Back outside the museum we had a peek inside Stalin's armour-plated train carriage, in which he travelled to the Yalta Conference in 1945. The decor was surprisingly austere, and his bedroom a little on the small side. Rather more remarkable was the supermarket just across the road, adorned with a huge picture of Stalin gazing down benevolently on twenty-first century Gori's shoppers.
We were starting to suffer from Stalin fatigue, so we decided to see what else Gori had to offer, which didn't take all that long. Much of the city seemed pretty run down, although this is perhaps not surprising. Gori was on the front line of the 2008 war with Russia, with dozens of civilians killed by airstrikes. The Russians were accused of indiscriminately dropping cluster bombs on residential areas, and surrounding villages suffered looting and arson at the hands of Russian-backed Ossetian militias. Not far from Stalin Avenue was a memorial to those who died during the war, a slightly unsettling circle of statues with their limbs or faces missing.
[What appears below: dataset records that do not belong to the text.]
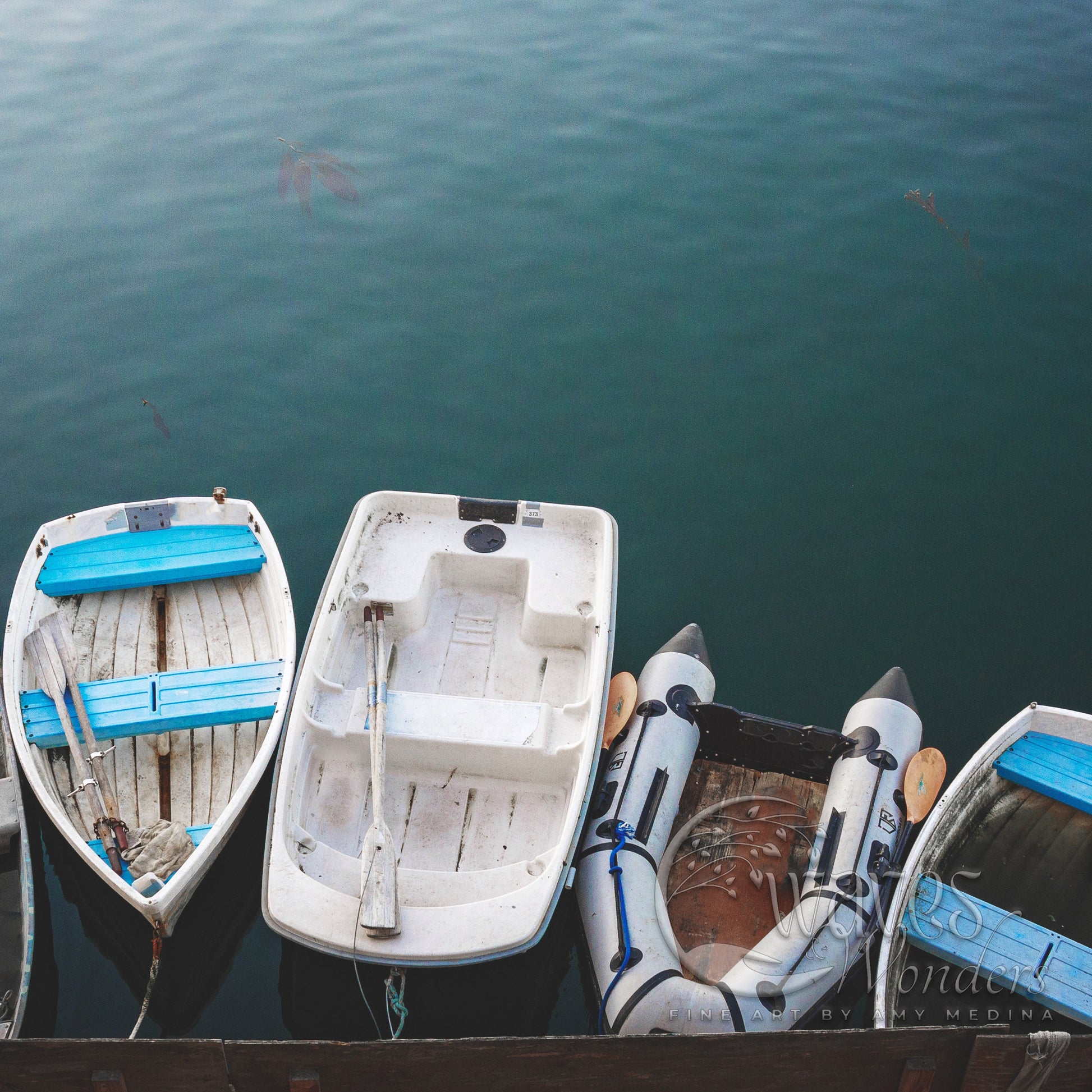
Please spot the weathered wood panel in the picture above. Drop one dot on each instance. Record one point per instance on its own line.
(996, 1059)
(888, 1061)
(751, 851)
(820, 1061)
(145, 1065)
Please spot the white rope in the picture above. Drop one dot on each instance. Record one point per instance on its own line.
(1045, 1050)
(153, 974)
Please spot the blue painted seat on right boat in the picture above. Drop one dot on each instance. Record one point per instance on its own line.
(1058, 768)
(145, 558)
(1008, 951)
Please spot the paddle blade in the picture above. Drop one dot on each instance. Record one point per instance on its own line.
(47, 664)
(621, 701)
(379, 898)
(925, 774)
(57, 628)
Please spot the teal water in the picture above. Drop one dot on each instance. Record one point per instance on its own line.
(648, 256)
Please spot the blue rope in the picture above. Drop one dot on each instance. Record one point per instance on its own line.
(623, 831)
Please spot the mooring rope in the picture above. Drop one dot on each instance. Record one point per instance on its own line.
(396, 999)
(153, 974)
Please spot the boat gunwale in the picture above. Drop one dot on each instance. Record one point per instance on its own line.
(25, 869)
(162, 910)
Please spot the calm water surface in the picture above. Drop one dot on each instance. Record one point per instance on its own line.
(649, 256)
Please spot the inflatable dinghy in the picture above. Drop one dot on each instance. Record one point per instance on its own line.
(990, 921)
(647, 981)
(495, 660)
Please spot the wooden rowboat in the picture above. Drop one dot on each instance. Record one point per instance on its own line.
(990, 922)
(499, 621)
(17, 892)
(183, 640)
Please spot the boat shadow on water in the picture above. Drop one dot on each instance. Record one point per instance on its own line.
(198, 956)
(515, 996)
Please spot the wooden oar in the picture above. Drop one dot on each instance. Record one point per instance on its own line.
(922, 782)
(66, 647)
(622, 698)
(51, 674)
(379, 898)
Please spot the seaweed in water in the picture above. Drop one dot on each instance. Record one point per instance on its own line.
(157, 420)
(930, 204)
(296, 167)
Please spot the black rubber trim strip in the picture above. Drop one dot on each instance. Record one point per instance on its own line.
(639, 996)
(729, 999)
(651, 806)
(838, 897)
(626, 848)
(830, 841)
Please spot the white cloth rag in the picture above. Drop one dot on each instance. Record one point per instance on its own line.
(161, 848)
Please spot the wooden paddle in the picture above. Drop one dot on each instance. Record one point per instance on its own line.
(925, 774)
(47, 666)
(622, 698)
(379, 896)
(62, 639)
(921, 786)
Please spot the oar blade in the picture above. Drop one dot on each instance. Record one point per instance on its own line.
(47, 664)
(925, 776)
(621, 701)
(56, 627)
(379, 900)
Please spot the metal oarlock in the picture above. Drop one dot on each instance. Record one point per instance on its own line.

There were more reminders of the war later that day, on our journey east from Gori to Mtskheta. The main road passed close to the border with South Ossetia, the breakaway republic now effectively under Russian occupation, and we could just about glimpse the ramshackle border posts through the trees. We passed row after row of identical red-roofed houses, simple structures that were built to house refugees from the 2008 conflict. Ethnic cleansing on both sides of the disputed frontier left many with no choice but to flee their homes, and there are still around a quarter of a million internally displaced people in Georgia.
This dark recent history seemed much less tangible in Mtskheta, an attractive town where the streets were lined with souvenir shops, overlooked by the hilltop Jvari church. Mtskheta is a place of huge spiritual importance to Georgians, and is bound up with Georgia's conversion to Christianity by Saint Nino in the fourth century. Georgia was only the second country in the world (after Armenia) to adopt Christianity as a state religion, and Mtskheta remains the headquarters of the Georgian Orthodox Church.
Georgia has been invaded by foreign powers many times over the centuries, including Muslim armies from Persia, Arabia and Central Asia, so it's perhaps no surprise that Mtskheta's Svetitskhoveli cathedral is protected by an outer defensive wall. Inside the cathedral the air was heavy with incense, and the walls reverberated with the sound of psalms being chanted. As an atheist who grew up in a Christian country I don't usually find churches all that interesting, but in Georgia it felt like we were witnessing a form of Christianity that was both older and more vital, a resilient faith that had held out in these mountains against wave after wave of invaders.
The robe of Christ is said to lie underneath the cathedral's central nave, and the spot is marked by a pillar adorned with colourful frescoes. The legend goes that the robe was brought from Jerusalem back to Mtskheta by a local Jew named Elias, who acquired it from a Roman soldier after the crucifixion. When Elias returned to Mtskheta his sister, Sidonia, placed her hands on the robe, and was so overcome with emotion that she died on the spot, clutching the garment so tightly that she had to be buried with it.
Like all the stories surrounding these old religious relics, it seemed improbable. But then I would have said the same thing about a Stalin-themed supermarket before our trip to Gori. Perhaps Georgia is just an improbable sort of place.